En todo esto, la verdad del evangelio sigue vigente; sigue siendo poderosa y transformadora. Sigue siendo relevante y valiosa para la vida, pero para la totalidad de la vida. Para todas y cada una de las expresiones y acciones de la vida sobre el planeta. Y por eso, últimamente siento una necesidad cada vez mayor de alejarme de esta clase de movimientos evangélicos, por la de tiempo que ocupan y todo lo que distraen. Y por eso, porque últimamente estos movimientos y sus líderes parecen omnipresentes, parece que muchos como yo nos estamos alejando de la vida cristiana o de los principios de la Reforma. Pero nada más lejos de la verdad. Sigue habiendo alegría cuando te reúnes con tus hermanos en la fe. Sigue habiendo alegría en estudio de la Palabra. Sigue habiendo consuelo en Dios, y en Jesús. Donde no hay consuelo es dentro de las cuatro paredes de su ideología. Y son dos cosas diferentes. Tendremos que aprender a ver la diferencia, porque estos movimientos suelen venir para quedarse durante bastante tiempo.

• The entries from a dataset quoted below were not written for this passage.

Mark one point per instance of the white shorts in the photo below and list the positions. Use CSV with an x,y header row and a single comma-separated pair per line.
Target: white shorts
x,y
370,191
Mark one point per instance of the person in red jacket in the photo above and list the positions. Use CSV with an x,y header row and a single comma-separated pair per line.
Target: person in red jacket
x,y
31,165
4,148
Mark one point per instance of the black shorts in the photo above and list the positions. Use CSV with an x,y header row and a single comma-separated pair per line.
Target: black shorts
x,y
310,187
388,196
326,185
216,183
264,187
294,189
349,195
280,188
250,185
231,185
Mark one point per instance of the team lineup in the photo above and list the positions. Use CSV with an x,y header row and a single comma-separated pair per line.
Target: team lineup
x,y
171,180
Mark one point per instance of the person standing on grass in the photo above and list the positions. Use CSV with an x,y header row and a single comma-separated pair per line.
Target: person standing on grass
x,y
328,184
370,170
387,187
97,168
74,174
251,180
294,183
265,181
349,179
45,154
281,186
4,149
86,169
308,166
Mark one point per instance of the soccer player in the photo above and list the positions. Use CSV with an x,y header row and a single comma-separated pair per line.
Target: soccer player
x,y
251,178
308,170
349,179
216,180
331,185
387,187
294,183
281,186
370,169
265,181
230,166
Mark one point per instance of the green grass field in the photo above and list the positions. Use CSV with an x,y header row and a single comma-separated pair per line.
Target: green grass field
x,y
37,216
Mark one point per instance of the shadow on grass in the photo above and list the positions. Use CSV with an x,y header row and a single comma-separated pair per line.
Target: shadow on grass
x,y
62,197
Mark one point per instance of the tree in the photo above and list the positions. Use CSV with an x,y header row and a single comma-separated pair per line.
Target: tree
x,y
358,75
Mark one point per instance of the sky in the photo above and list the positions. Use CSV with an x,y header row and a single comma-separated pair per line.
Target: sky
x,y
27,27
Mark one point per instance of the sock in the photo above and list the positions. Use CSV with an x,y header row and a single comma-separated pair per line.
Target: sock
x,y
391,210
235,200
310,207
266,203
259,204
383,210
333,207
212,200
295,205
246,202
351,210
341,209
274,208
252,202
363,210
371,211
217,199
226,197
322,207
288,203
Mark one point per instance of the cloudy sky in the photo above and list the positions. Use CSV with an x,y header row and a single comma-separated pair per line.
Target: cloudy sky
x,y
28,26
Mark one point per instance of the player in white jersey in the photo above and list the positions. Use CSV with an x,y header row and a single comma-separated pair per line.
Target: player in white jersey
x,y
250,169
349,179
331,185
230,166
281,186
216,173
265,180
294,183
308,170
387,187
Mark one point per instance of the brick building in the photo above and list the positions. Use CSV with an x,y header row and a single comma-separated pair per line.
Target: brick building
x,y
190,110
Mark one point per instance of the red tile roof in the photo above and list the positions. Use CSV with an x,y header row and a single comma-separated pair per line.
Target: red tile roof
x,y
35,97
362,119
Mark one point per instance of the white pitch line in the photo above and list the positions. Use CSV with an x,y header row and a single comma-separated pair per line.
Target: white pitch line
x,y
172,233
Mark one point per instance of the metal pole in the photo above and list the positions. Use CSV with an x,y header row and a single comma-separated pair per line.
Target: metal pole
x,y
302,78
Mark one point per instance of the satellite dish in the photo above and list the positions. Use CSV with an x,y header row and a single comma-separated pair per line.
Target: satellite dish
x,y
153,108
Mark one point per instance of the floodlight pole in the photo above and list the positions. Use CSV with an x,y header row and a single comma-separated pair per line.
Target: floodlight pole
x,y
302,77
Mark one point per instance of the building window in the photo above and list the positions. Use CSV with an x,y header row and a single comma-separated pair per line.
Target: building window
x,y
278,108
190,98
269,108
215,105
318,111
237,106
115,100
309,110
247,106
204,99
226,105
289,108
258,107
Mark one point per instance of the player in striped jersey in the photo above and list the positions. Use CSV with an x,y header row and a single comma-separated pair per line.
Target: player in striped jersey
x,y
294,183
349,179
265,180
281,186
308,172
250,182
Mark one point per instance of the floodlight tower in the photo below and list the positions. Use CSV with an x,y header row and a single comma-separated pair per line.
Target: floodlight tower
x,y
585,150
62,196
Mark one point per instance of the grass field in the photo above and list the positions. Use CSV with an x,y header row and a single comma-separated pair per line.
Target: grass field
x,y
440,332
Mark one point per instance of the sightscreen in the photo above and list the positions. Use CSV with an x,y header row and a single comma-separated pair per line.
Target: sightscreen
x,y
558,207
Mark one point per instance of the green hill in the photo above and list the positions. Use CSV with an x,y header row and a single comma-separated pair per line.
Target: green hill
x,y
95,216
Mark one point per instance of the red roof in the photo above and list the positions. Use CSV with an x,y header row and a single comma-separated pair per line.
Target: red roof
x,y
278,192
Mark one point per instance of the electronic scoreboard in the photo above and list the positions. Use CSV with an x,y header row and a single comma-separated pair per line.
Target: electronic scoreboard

De mi parte, la mayor determinación de las últimas semanas, delante de Dios, ha sido la de no renunciar a la totalidad de la vida. No renunciar a la belleza de las cosas, ni escamotearme del mal que provoca el pecado en el mundo. Y eso implica que tengo que repensar y analizar cosas que he creído siempre y que estaban equivocadas en mi relación con Dios y con los otros. Es la única manera de recuperar el sentido de la vida.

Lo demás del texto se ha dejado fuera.